Prior to 2020, the standard for determining whether an employee could be lawfully disciplined for profane or offensive comments or outbursts made while engaged in protected union activity depended on the context. Over many years, the NLRB’s case law created different standards for outbursts where management was involved, for outbursts on the picket line, and for social media posts.
In January 2020, the NLRB decided the General Motors case and established a single analysis to be used for all such outbursts, regardless of the specific context in which the outburst was made. The General Motors decision was viewed favorably by employers as a more predictable way to analyze the employee’s conduct.
But the NLRB’s decision in Lion Elastomers LLC II, turns the clocks back to a time before General Motors, reverting to the context-specific analysis. The NLRB found that labor disputes are often heated and therefore employees must be given some leeway for bad behavior while engaging in concerted activity, such as picketing, union organizing, or campaigning.

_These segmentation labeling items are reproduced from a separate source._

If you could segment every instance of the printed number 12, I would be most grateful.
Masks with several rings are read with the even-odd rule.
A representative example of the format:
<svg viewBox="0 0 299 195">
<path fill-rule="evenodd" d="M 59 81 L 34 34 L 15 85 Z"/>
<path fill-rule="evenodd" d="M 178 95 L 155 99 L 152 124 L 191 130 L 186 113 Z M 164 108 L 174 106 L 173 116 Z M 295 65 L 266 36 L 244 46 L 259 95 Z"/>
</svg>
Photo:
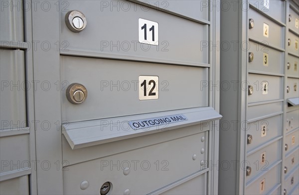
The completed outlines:
<svg viewBox="0 0 299 195">
<path fill-rule="evenodd" d="M 155 82 L 153 80 L 150 80 L 149 82 L 149 85 L 150 85 L 151 84 L 153 84 L 153 86 L 150 89 L 150 93 L 149 93 L 149 96 L 155 96 L 155 93 L 152 93 L 152 91 L 154 89 L 155 87 Z M 141 87 L 144 86 L 144 96 L 147 96 L 147 80 L 144 80 L 143 82 L 141 84 Z"/>
</svg>

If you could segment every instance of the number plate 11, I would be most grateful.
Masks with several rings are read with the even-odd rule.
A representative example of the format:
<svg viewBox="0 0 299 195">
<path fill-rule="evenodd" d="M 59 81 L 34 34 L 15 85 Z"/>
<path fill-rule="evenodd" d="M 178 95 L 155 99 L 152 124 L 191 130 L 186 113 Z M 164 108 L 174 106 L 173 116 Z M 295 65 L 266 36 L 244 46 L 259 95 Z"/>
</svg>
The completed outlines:
<svg viewBox="0 0 299 195">
<path fill-rule="evenodd" d="M 139 18 L 138 34 L 139 42 L 150 45 L 159 45 L 158 23 L 150 20 Z"/>
<path fill-rule="evenodd" d="M 139 76 L 139 100 L 159 98 L 159 77 L 154 76 Z"/>
</svg>

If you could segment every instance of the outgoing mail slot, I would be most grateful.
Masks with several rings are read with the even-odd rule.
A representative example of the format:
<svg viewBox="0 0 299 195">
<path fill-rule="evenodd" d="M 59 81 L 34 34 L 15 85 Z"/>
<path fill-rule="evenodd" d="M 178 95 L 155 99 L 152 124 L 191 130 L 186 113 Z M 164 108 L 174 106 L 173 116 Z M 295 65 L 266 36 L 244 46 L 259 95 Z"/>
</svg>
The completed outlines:
<svg viewBox="0 0 299 195">
<path fill-rule="evenodd" d="M 247 151 L 281 136 L 282 121 L 282 115 L 278 115 L 249 123 L 247 132 L 252 136 L 252 142 L 247 145 Z"/>
<path fill-rule="evenodd" d="M 27 2 L 26 4 L 21 0 L 1 1 L 0 23 L 1 23 L 1 30 L 0 33 L 0 40 L 9 41 L 24 40 L 22 8 L 24 6 L 28 6 L 28 4 Z M 5 30 L 3 30 L 4 29 Z"/>
<path fill-rule="evenodd" d="M 281 183 L 281 165 L 265 171 L 265 174 L 254 181 L 247 184 L 245 194 L 268 195 L 269 191 Z"/>
<path fill-rule="evenodd" d="M 247 160 L 251 167 L 251 174 L 246 176 L 247 182 L 254 180 L 257 175 L 268 171 L 280 160 L 281 146 L 281 141 L 279 140 L 263 148 L 259 148 L 259 150 L 254 153 L 248 153 L 249 154 L 248 155 Z"/>
<path fill-rule="evenodd" d="M 285 3 L 283 0 L 249 0 L 251 6 L 266 14 L 284 23 L 285 17 Z"/>
<path fill-rule="evenodd" d="M 289 18 L 287 20 L 289 22 L 289 28 L 298 34 L 298 31 L 299 30 L 299 15 L 296 13 L 291 6 L 290 7 L 289 14 Z"/>
<path fill-rule="evenodd" d="M 137 0 L 142 3 L 150 4 L 159 10 L 162 9 L 176 15 L 180 15 L 199 21 L 209 19 L 209 2 L 207 0 Z"/>
<path fill-rule="evenodd" d="M 287 112 L 285 123 L 285 130 L 287 132 L 290 132 L 299 127 L 299 110 L 296 109 L 289 112 Z"/>
<path fill-rule="evenodd" d="M 283 78 L 267 75 L 249 74 L 248 83 L 253 87 L 252 95 L 247 96 L 248 102 L 264 101 L 283 98 Z"/>
<path fill-rule="evenodd" d="M 299 183 L 299 169 L 291 173 L 287 178 L 285 180 L 285 188 L 287 192 L 292 192 L 295 188 L 298 188 Z"/>
<path fill-rule="evenodd" d="M 297 149 L 290 154 L 284 161 L 284 167 L 286 167 L 288 169 L 287 173 L 284 174 L 285 176 L 288 176 L 290 173 L 292 172 L 294 168 L 298 166 L 299 163 L 299 155 L 298 155 L 298 154 L 299 154 L 299 150 Z"/>
<path fill-rule="evenodd" d="M 2 23 L 1 25 L 2 28 Z M 1 50 L 0 52 L 1 130 L 27 126 L 25 93 L 28 84 L 25 80 L 24 55 L 23 51 Z"/>
<path fill-rule="evenodd" d="M 66 167 L 63 174 L 64 193 L 97 194 L 106 182 L 112 185 L 111 194 L 123 194 L 127 189 L 131 195 L 148 194 L 158 190 L 204 170 L 200 162 L 208 160 L 208 142 L 201 140 L 202 136 L 207 138 L 208 134 L 203 132 Z M 194 154 L 197 158 L 193 160 Z M 89 187 L 83 191 L 80 184 L 85 181 Z"/>
<path fill-rule="evenodd" d="M 80 10 L 87 24 L 82 31 L 73 32 L 65 24 L 67 13 L 61 12 L 60 38 L 68 43 L 67 48 L 61 48 L 63 54 L 195 66 L 208 63 L 208 24 L 128 1 L 115 2 L 120 6 L 131 4 L 125 10 L 119 6 L 118 10 L 117 6 L 107 7 L 102 4 L 113 3 L 113 1 L 69 2 L 68 9 Z M 200 13 L 200 7 L 194 8 L 198 10 L 196 13 Z M 140 18 L 154 22 L 155 28 L 152 28 L 154 26 L 149 23 L 147 26 L 145 25 L 146 23 L 139 23 Z M 157 33 L 155 36 L 152 35 L 154 32 Z M 158 45 L 140 43 L 139 37 Z"/>
<path fill-rule="evenodd" d="M 248 11 L 248 18 L 253 19 L 254 27 L 248 29 L 248 37 L 267 44 L 284 48 L 284 28 L 253 9 Z M 263 42 L 264 41 L 264 42 Z"/>
<path fill-rule="evenodd" d="M 286 66 L 287 76 L 293 78 L 299 77 L 299 58 L 288 55 Z"/>
<path fill-rule="evenodd" d="M 299 57 L 299 37 L 289 31 L 286 38 L 288 41 L 287 49 L 289 52 L 294 56 Z"/>
<path fill-rule="evenodd" d="M 299 130 L 297 129 L 289 134 L 286 137 L 286 144 L 288 144 L 288 150 L 286 154 L 292 152 L 299 145 Z"/>
<path fill-rule="evenodd" d="M 79 83 L 88 92 L 80 104 L 61 92 L 62 120 L 69 122 L 208 106 L 207 68 L 69 56 L 61 66 L 64 89 Z M 139 98 L 139 78 L 147 75 L 158 78 L 156 99 Z"/>
<path fill-rule="evenodd" d="M 249 42 L 249 52 L 254 55 L 254 60 L 247 64 L 249 72 L 283 74 L 284 53 L 262 44 Z"/>
</svg>

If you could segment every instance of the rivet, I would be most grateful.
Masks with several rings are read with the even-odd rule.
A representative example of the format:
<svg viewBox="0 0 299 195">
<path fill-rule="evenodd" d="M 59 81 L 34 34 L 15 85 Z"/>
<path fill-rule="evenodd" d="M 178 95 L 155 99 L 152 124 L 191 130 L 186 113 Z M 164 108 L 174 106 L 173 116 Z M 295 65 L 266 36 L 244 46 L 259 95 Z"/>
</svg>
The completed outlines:
<svg viewBox="0 0 299 195">
<path fill-rule="evenodd" d="M 131 191 L 129 189 L 127 189 L 124 192 L 124 195 L 129 195 L 131 194 Z"/>
<path fill-rule="evenodd" d="M 88 182 L 87 181 L 84 181 L 81 182 L 81 184 L 80 185 L 80 188 L 81 188 L 81 189 L 82 190 L 84 190 L 88 188 L 88 186 L 89 186 L 89 183 L 88 183 Z"/>
<path fill-rule="evenodd" d="M 196 156 L 196 154 L 193 154 L 193 156 L 192 157 L 192 159 L 193 160 L 195 160 L 195 159 L 196 159 L 196 158 L 197 158 L 197 157 Z"/>
<path fill-rule="evenodd" d="M 125 176 L 129 175 L 130 173 L 130 169 L 129 167 L 127 167 L 124 169 L 124 175 Z"/>
</svg>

With General Motors now overturned, employers once again must evaluate each situation independently based on the severity of the conduct and the context in which the speech was made. Speech that is profane or offensive—even sexist or racist—cannot be grounds for discipline if it was made in the context of protected labor activity unless it rises to the level of extreme behavior. A determination of whether profane speech is protected requires an evaluation of the circumstances specific to that instance, including the severity of the language used, the audience, and the location of the conduct.
Employers should consider consulting experienced labor counsel prior to issuing discipline for profane or offensive conduct.